The French don’t necessarily sleep train their kids, but that doesn’t mean they can’t teach American parents a thing or two about getting a baby to sleep. After all, Pamela Druckerman, author of the very popular 2012 parenting book Bringing Up Bébé: One American Woman Discovers the Wisdom of French Parenting, learned plenty about helping her kid sleep from the French, using a method similar in some ways to extinction sleep training. In lieu of popular American sleep training methods, Druckerman asked French parents, who seemed to be getting plenty of sleep, to share their wisdom. All it takes, she found, is a bit of a pause.
The Le pause French baby sleep training method differs from extinction sleep training (cry it out) in the sense that the latter involves blatantly ignoring the child’s cries after they have been put to bed until they eventually fall asleep. French parents don’t race into the baby’s room at the sound of every grunt and whine during the night, according to Druckerman, but they don’t engage in cry-it-out sleep training either.
Instead, French parents wait a few minutes to see whether babies will settle on their own, a technique Druckerman calls “the pause.” They don’t just ignore their babies when they cry. They tend to listen closely to the sounds their babies make, which helps inform them about when they really need attention and when babies are just making noises in their sleep.
In other words, “Sometimes you intervene if the baby is persisting, but you’re not forcing your help on the baby at the slightest sound,” says Janet Kennedy, Ph.D., a clinical psychologist, founder of sleep-consultation service NYC Sleep Doctor, and author of The Good Sleeper: The Essential Guide to Sleep for Your Baby (and You).
Babies unable to self-soothe by 6 months old are unusual in France. In fact, some babies are sleeping through the night — known as “doing their nights” in France — as early as 2-months-old, Druckerman wrote.
This is practically unheard of in the U.S., where parents are told that generally babies aren’t capable of self-soothing until they’re at least 3-months-old.

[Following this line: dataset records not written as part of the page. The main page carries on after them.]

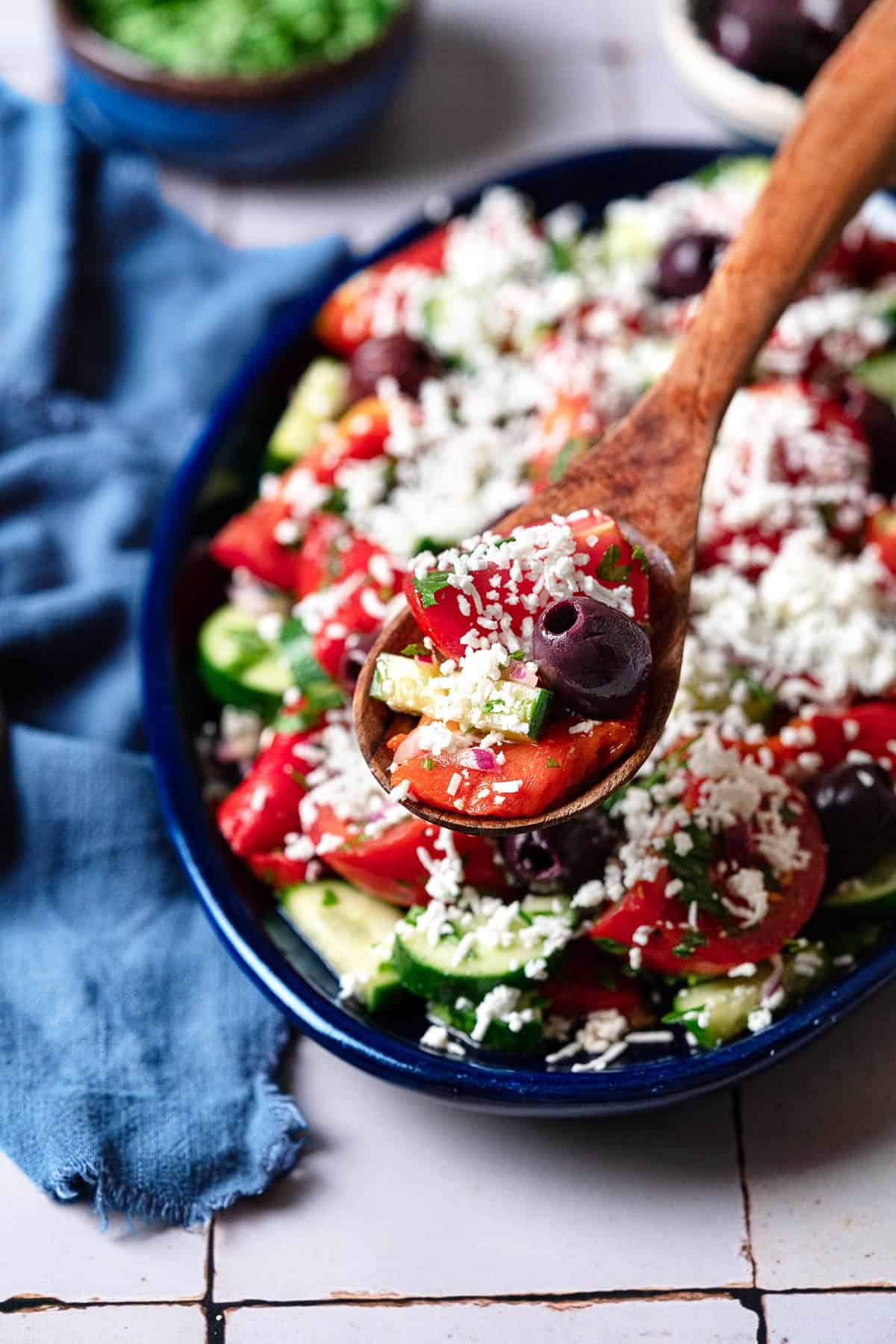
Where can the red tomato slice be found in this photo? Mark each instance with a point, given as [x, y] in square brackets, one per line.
[247, 542]
[361, 612]
[264, 808]
[567, 429]
[346, 319]
[359, 437]
[835, 733]
[546, 770]
[588, 982]
[882, 533]
[445, 620]
[388, 866]
[277, 870]
[647, 906]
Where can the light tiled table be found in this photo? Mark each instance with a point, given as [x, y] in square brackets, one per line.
[761, 1216]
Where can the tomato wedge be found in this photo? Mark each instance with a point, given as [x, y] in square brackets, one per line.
[588, 982]
[672, 945]
[566, 429]
[359, 437]
[809, 745]
[347, 318]
[447, 615]
[388, 866]
[534, 775]
[264, 808]
[277, 870]
[882, 534]
[249, 542]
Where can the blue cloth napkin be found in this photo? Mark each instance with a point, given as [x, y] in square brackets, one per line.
[136, 1062]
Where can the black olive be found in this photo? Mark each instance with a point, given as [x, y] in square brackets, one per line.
[408, 361]
[877, 422]
[777, 42]
[352, 660]
[594, 656]
[687, 262]
[856, 807]
[561, 858]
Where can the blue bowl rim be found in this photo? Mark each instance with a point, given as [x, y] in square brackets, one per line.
[125, 69]
[361, 1042]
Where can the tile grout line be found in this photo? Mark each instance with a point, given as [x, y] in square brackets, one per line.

But even at 4 months and beyond — the stage many experts say is fine to start sleep training if parents want to — many American parents are still terrified they’ll inflict emotional damage on their kids if they fail to comfort them immediately at the first signs of distress or discomfort in the night.
One of the studies that stoked this fear, published in 2012, found higher levels of the stress hormone cortisol in both babies and parents of children left to “cry it out” overnight. For every study concluding that letting healthy babies cry it out is damaging, however, there’s another study countering that it’s not, says Sharon Somekh, M.D., a pediatrician in Long Island, New York.
“The pause” isn’t as extreme a sleep training method as crying it out is anyway. In fact, it has more similarities to “graduated extinction,” a sleep training method that involves waiting longer and longer intervals before going in to comfort babies when they cry.
The French sleep training method is considered easier on parents, emotionally, so it’s easier to be consistent with, and consistency is important when sleep training babies. Like every other sleep training method, it has its critics, but there’s research to support it as healthy and effective. In their study published in Pediatrics, researchers who followed up with parents when their babies were 1-year-old didn’t see significant differences in parent-child bonding or more behavioral or emotional problems between babies sleep trained with the graduated extinction method and babies whose parents used “bedtime fading,” a more attachment-style sleep training approach.
In addition to its apparent effectiveness, another appealing aspect of the French method of sleep training is that it’s easy to remember how to do it. Basically, you interfere as little as possible with your baby’s sleep and trust your instincts. With the French method or graduated extinction, babies learn how to self-soothe, which is essential for longer stretches of sleep.
But the reality is that there’s no one sleep-training method that will work for every kid. “The method I recommend parents use largely depends on what they’re capable of doing,” Somekh says. “If I see that parents can’t even let their baby cry for a second in my office, they’re not going to be able to let their baby cry for an hour at home. That’s why there are so many sleep training methods — because parents are all different, and what they can emotionally handle is different.”
In the end, the best sleep training method is going to be the one that is the best match for both parent and child.